Previous studies of insulin resistance indicate that the modern human pathology of metabolic syndrome is not majorly a result of a “genetic defect” but more so of an environmentally induced (eg, adverse diet, stress, disrupted sleep-wake architecture) alteration of circadian neuroendocrine regulation of metabolism.


Learning From Nature

Studies of animals in the wild indicate that seasonal insulin resistance evolved as a survival benefit during periods of low food and glucose availability (winter in temperate zones). During this time, insulin resistance potentiates a hyperinsulinemia response that functions to increase lipid synthesis and storage (fattening), which is ultimately used as a fuel in peripheral tissues. This increased use of fat as an energy source by peripheral tissues coupled with increased liver production of glucose better provides plasma glucose for the brain, keeping it in good health during long periods (months) of low or no glucose supply in the environment. Remarkably, when the low food season is over, the obese, insulin-resistant condition subsides on its own without any dietary, exercise, or pharmacotherapy intervention.

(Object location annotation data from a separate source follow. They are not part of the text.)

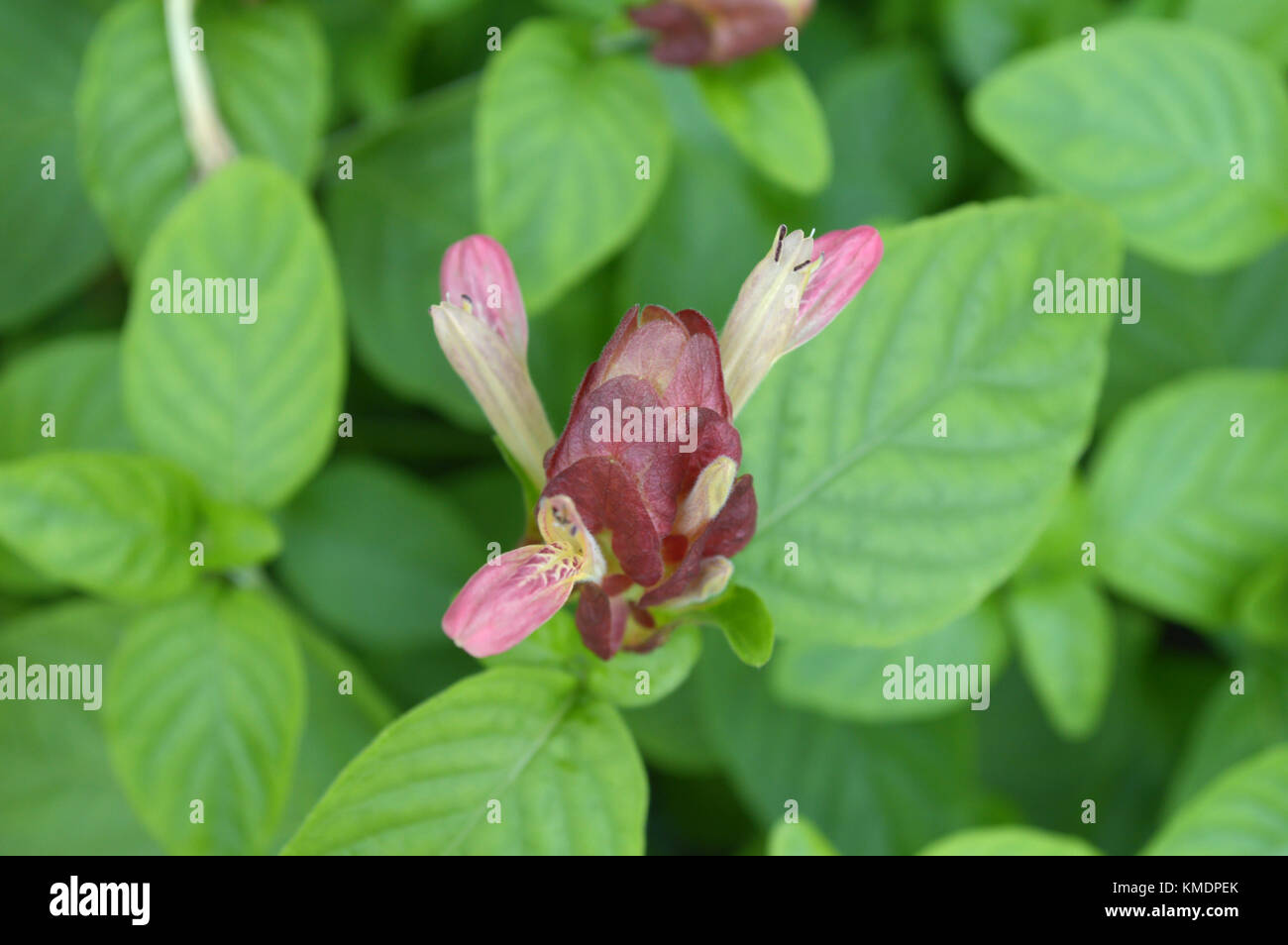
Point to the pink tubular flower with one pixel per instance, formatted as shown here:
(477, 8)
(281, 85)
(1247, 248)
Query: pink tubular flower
(483, 330)
(642, 506)
(717, 31)
(791, 295)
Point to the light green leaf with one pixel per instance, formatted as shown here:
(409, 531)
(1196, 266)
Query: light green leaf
(1185, 511)
(509, 761)
(1244, 812)
(1234, 724)
(890, 116)
(58, 794)
(1009, 841)
(1149, 124)
(206, 702)
(411, 196)
(1192, 322)
(1261, 25)
(871, 528)
(114, 524)
(558, 645)
(561, 130)
(1064, 634)
(55, 245)
(76, 378)
(377, 555)
(250, 406)
(1261, 606)
(768, 108)
(872, 789)
(848, 682)
(799, 840)
(269, 73)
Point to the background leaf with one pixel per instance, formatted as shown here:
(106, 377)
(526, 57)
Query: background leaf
(768, 108)
(1184, 511)
(269, 73)
(559, 130)
(898, 531)
(1147, 124)
(250, 407)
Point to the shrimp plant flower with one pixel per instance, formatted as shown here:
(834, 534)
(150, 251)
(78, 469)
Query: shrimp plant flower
(640, 505)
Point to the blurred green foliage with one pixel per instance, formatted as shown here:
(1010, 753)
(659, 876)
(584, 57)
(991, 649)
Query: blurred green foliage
(990, 143)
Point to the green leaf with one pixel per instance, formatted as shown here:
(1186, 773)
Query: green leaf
(60, 245)
(872, 789)
(366, 532)
(269, 75)
(207, 703)
(58, 794)
(1009, 841)
(558, 645)
(76, 378)
(871, 528)
(1149, 124)
(1234, 725)
(890, 116)
(411, 196)
(799, 840)
(249, 406)
(1064, 634)
(1261, 25)
(554, 768)
(1244, 812)
(114, 524)
(1185, 511)
(711, 198)
(336, 727)
(559, 133)
(848, 682)
(742, 617)
(1192, 322)
(768, 108)
(1261, 606)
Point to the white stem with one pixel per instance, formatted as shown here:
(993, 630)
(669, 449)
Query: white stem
(207, 138)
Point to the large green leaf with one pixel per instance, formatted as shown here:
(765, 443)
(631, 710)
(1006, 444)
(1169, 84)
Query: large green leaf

This annual seasonal cycle of metabolism phenomenon is observed across representative species of all the major vertebrate classes spanning over 400 million years of evolution, including humans. By studying the clock mechanisms in the brain that participate in the development and reversal of this seasonal insulin resistant condition, it has been discovered that the circadian rhythm of brain dopaminergic activity is one important regulator of the body’s biological clock system (the suprachiasmatic nucleus in the hypothalamus), which along with other neuronal signals, functions to modulate the clock system control over metabolism. The circadian peak of dopaminergic activity (usually at the time of daily awakening) becomes diminished at the onset of the insulin-resistant season and is actually a signal to the clock system in the brain to change its control of biochemical physiology throughout the body. These mechanisms, which act to resist insulin action and stimulate hyperinsulinemia, include over-activation of the sympathetic nervous system and the hypothalamic-pituitary-adrenal (cortisol) axis, as well as the induction of leptin resistance, among others. Contrariwise, in the spring, a re-instatement of the circadian peak of brain dopaminergic activity at the clock occurs naturally and facilitates the reversal of this insulin-resistant state.


Modern Man’s Dilemma

The dilemma is that in modern man, several aspects of the westernized lifestyle—including high-fat and -sugar diets, psychosocial stress, and altered sleep/wake cycle architectures—all reduce brain dopamine activity. This is resultantly perceived by the brain clock system as the “impending stress” signal to move the individual into the “survival” state of insulin resistance. Interestingly, most antipsychotic medications carry dopamine antagonist activity and are often associated with increased risk for obesity, glucose intolerance, type 2 diabetes, or a combination of all of these. Because these westernized lifestyle stresses can persist throughout the year, year after year, the dopamine-clock system is set in a default mode of inducing insulin resistance long term, not just for a season. Consequently, subsequent pathology can develop—such as type 2 diabetes and cardiovascular disease risk—from sustained reduction in brain dopamine activity.

Certain in vivo studies of brain neurochemistry of humans with obesity, insulin resistance, or both suggest that low brain dopamine activity associates with, and could contribute to, insulin resistance. In a variety of animal models of type 2 diabetes, appropriate circadian-timed re-instatement of the circadian peak dopamine signal systemically or directly at the brain clock center is sufficient to reverse the insulin-resistant/glucose-intolerant condition. Similarly, circadian-timed administration (within 2 hours of waking) of the uniquely formulated dopamine agonist, bromocriptine-QR, has been demonstrated to improve postprandial glucose metabolism without increasing plasma insulin in patients with type 2 diabetes. This increased “dopamine signal” to the brain at the appropriate time of day with pharmacotherapy can reduce over-activation of the sympathetic nervous system and thereby help reduce insulin resistance.